Contemporaries did not see the emergence of this new business in a favourable light. While ads and agencies were shaped by traditional matrimonial norms, they also clashed with codes of romantic love that had grown strong during the century – for instance that of “companionate marriage,” the ideal that “marriage should be based on the true love and mutual affection of marital partners rather than on family ties and parental negotiations” (Phegley, 2013, p. 130). The new matchmaking services came under attack on both sides of the Atlantic as newspapers, novels, and plays either mocked their vulgarity or condemned their negative impact, in terms not unlike those directed today against dating sites and apps. In fact the two most lively debates of the nineteenth century are strikingly similar to how online dating is framed today.

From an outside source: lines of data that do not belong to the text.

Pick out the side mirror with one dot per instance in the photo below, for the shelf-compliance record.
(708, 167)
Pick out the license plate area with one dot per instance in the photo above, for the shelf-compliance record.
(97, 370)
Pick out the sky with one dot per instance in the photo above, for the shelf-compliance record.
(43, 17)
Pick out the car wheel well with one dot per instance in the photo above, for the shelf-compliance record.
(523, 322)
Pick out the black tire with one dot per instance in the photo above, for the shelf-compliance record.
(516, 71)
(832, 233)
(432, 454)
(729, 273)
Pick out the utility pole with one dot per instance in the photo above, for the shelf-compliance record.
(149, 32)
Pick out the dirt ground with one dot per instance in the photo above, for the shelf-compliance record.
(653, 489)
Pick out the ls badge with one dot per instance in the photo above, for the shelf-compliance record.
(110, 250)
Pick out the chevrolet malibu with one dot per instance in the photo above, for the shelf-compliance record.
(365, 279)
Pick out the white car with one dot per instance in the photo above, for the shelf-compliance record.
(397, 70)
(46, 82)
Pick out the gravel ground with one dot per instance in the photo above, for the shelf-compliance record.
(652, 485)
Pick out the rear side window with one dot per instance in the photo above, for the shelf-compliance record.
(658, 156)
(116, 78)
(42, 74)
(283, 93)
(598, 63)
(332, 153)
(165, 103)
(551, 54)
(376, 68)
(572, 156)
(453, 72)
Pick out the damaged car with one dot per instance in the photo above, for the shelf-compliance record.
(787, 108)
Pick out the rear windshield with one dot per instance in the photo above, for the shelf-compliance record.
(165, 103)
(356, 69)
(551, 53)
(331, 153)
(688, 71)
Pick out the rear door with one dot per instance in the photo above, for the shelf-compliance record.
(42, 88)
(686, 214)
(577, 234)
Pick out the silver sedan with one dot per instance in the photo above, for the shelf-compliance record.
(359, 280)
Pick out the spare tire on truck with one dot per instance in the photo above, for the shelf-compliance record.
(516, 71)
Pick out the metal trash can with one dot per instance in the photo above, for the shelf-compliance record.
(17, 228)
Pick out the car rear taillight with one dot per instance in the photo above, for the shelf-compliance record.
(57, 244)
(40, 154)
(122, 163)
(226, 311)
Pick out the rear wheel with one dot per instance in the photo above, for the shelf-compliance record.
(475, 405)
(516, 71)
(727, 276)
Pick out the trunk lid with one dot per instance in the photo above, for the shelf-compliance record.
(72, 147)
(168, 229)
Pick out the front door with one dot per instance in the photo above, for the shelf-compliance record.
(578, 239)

The appearance of matrimonial advertisements and agencies was first caught in a nineteenth-century debate about falling marriage rates. Contemporary observers raised concerns about the growing number of unmarried persons, which affected how the new matchmaking services were perceived. A common understanding was that in modern society young men and women were having increasing difficulty in finding a spouse, and therefore turned to professional intermediaries. The publishers of matrimonial ads often drew on this idea: when addressing their readers, they evoked the growing prevalence of singles and promoted their services as a solution to the problem.

Among the serious causes of the shortage of marriages, we do not hesitate to point out the difficulties and embarrassment experienced by most people, of either sex, who wish to marry – not only to seek, but also to find, meet, and get to know their one and only. […] In this frenzied century – with so many varied pleasures, constant labors, and important business of multiple sorts that must be dealt with at the same time, at full steam – many men whose position requires that they marry promptly enjoy neither the time nor the circumstances to seek and find a wife. (La Gazette du Mariage, July 15, 1882)

The publishers of matrimonial ads often stressed the difficulties of meeting someone in a “frenzied” society characterized by the intensification of economic and social life and by a perceived acceleration of time. Young people were thought to be too busy or simply inapt to find a spouse, and marriage was consequently considered to be in crisis (Epstein, 2010; Cocks, 2013). Interestingly, this was actually not the case at all. At the end of the nineteenth century marriage rates were not falling in Europe but were rather stable over time, or even increasing (Hajnal, 1953). What was taken for a fact was in reality a false assumption, spurred by fears that marriage could be in decline (Cocks, 2013).

Today we witness a similar phenomenon. When explaining the popularity of online dating, journalists, bloggers, and essayists almost systematically refer to the rising rates of singlehood. People are perceived as having difficulties, not only with encountering potential partners, but also with committing to stable relationships. Ironically, from this point of view, our hyperconnected world, in which communication is undoubtedly faster and more effortless than ever before, has made interaction and relationship building more complicated than they were in the past. But, once again, empirical data tend to invalidate this pervasive idea. It is true that more people are single in the 2020s than in the 1970s, but this is not due to a hypothetical difficulty in forming couples. Relationship rates are not falling: just as many people form couples today as they did a few decades ago (Manning et al., 2014; Bouchet-Valat, 2015), the difference is rather that they break up more often than before (see chapter 6). That is, it is just as difficult today as it was yesterday to find empirically the supposed crisis of couple formation. What is easy to find, however, is the seemingly timeless fear that marriage and love are under threat and about to disappear. This fear often makes matchmaking services into scapegoats. This is the fate of Tinder today, just as it was the fate of Matrimonial News more than a hundred years ago.